Born in Stamford, Connecticut on July 7, 1915, Dominick graduated from St. Mark's School in 1933, from Yale University in 1937 as a member of Scroll and Key, and Yale Law School in 1940. He practiced law in New York City with the law firm Carter, Ledyard and Milburn from 1940 until 1942.[1] Dominick then joined the United States Army Air Corps as an aviation cadet at the outset of American fighting in World War II. He served until his separation from military service in 1945, as a captain. He briefly recommenced his legal practice in New York City in 1946, before moving that same year to Denver, Colorado, where he continued to practice law, eventually becoming a founding partner of the law firm Holland & Hart.[2] [3]
Dominick entered politics when he was elected as a Republican to the Colorado House of Representatives, where he served from 1957 to 1961.
In 1960, he made a successful run for the United States House of Representatives, defeating incumbent freshman Democrat Byron L. Johnson, and he abandoned his law career in 1961.

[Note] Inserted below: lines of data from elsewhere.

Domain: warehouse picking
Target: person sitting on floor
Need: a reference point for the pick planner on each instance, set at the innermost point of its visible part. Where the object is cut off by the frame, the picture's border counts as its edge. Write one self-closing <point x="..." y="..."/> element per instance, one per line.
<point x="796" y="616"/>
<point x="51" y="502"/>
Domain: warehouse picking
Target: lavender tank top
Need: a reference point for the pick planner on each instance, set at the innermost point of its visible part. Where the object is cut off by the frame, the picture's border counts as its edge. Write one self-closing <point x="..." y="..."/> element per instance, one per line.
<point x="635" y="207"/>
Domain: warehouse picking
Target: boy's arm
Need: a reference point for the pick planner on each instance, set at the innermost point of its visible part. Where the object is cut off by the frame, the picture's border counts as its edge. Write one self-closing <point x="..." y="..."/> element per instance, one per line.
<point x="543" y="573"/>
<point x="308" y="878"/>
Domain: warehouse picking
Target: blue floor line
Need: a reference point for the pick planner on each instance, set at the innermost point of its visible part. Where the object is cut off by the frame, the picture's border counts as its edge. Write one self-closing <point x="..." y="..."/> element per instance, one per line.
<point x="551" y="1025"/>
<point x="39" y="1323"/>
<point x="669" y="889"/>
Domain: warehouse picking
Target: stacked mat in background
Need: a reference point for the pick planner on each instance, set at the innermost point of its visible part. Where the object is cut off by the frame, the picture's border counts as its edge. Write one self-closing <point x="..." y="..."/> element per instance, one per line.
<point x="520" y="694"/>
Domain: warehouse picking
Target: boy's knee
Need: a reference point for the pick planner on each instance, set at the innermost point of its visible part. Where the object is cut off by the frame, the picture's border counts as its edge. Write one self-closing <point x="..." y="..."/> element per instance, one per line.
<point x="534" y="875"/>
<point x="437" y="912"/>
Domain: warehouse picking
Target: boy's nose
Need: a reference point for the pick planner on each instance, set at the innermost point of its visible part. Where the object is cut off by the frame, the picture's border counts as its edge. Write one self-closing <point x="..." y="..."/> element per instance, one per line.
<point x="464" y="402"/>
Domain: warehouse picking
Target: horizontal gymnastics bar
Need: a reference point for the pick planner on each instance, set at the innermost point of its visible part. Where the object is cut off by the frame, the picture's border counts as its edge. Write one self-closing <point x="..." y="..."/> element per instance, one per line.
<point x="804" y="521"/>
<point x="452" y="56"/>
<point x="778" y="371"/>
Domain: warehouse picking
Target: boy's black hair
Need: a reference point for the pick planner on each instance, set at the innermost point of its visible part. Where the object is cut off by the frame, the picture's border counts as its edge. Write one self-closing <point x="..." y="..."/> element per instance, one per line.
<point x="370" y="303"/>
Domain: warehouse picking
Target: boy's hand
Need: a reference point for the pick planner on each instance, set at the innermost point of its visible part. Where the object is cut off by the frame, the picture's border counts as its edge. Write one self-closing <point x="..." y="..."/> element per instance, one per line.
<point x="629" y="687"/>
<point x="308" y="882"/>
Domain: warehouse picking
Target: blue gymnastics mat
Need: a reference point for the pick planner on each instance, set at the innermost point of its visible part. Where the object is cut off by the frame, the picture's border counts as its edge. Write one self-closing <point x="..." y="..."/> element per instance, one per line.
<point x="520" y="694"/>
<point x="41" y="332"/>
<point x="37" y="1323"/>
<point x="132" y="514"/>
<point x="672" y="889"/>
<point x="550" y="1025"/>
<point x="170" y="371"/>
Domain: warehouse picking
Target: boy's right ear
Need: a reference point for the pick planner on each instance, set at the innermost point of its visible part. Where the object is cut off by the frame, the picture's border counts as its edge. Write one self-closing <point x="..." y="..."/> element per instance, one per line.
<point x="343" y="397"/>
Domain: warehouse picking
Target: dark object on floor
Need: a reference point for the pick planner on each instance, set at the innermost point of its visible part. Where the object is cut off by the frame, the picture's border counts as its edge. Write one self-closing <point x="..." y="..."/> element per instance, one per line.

After a single term in the House of Representatives, Dominick was elected to the United States Senate, defeating one-term incumbent Democrat John A. Carroll, 53.6% to 45.6%. He was reelected in 1968 over Stephen L. R. McNichols, a former Governor of Colorado, 58.6% to 41.5%. Dominick voted in favor of the Civil Rights Acts of 1964 and 1968,[4] [5] as well as the Voting Rights Act of 1965 and the confirmation of Thurgood Marshall to the U.S. Supreme Court.[6] [7] Dominick was also a supporter of major environmental legislation, supporting the enactment of the Wilderness Act in 1964, the National Environmental Policy Act in 1969, the Clean Air Act of 1970, the Clean Water Act of 1972, and the Endangered Species Act of 1973.[8]
Senator Dominick served as chairman of the National Republican Senatorial Committee in the 92nd Congress from 1971 to 1973. In a good election year for Democrats, Dominick was defeated for a third term in 1974 by Gary Hart, 57.2% to 39.5%. By then Dominick was suffering from multiple sclerosis.[9]
He also didn't help his case by saying, when asked a question about the value of U.N. Food Programs to certain countries, that Ugandans "would rather eat the people than the food", and by calling Watergate "insignificant."[10]
After leaving the Senate at the end of his term in 1975, he was appointed Ambassador to Switzerland by President Gerald Ford, but served only briefly.
He resided in Cherry Hills Village, Colorado until his death at Hobe Sound, Florida, on March 18, 1981. Senator Dominick's body was interred in Fairmount Cemetery, Denver.
Already a competent pilot, Peter Dominick solicited service with the US Army Air Corps on December 9, 1941. Unbeknownst to his family, Dominick had kept a meticulous journal of the entirety of his service during the war. Chronicling his flying "The Hump", the journal was discovered by his children and published by youngest son, Alexander Dominick, in 2018.[11]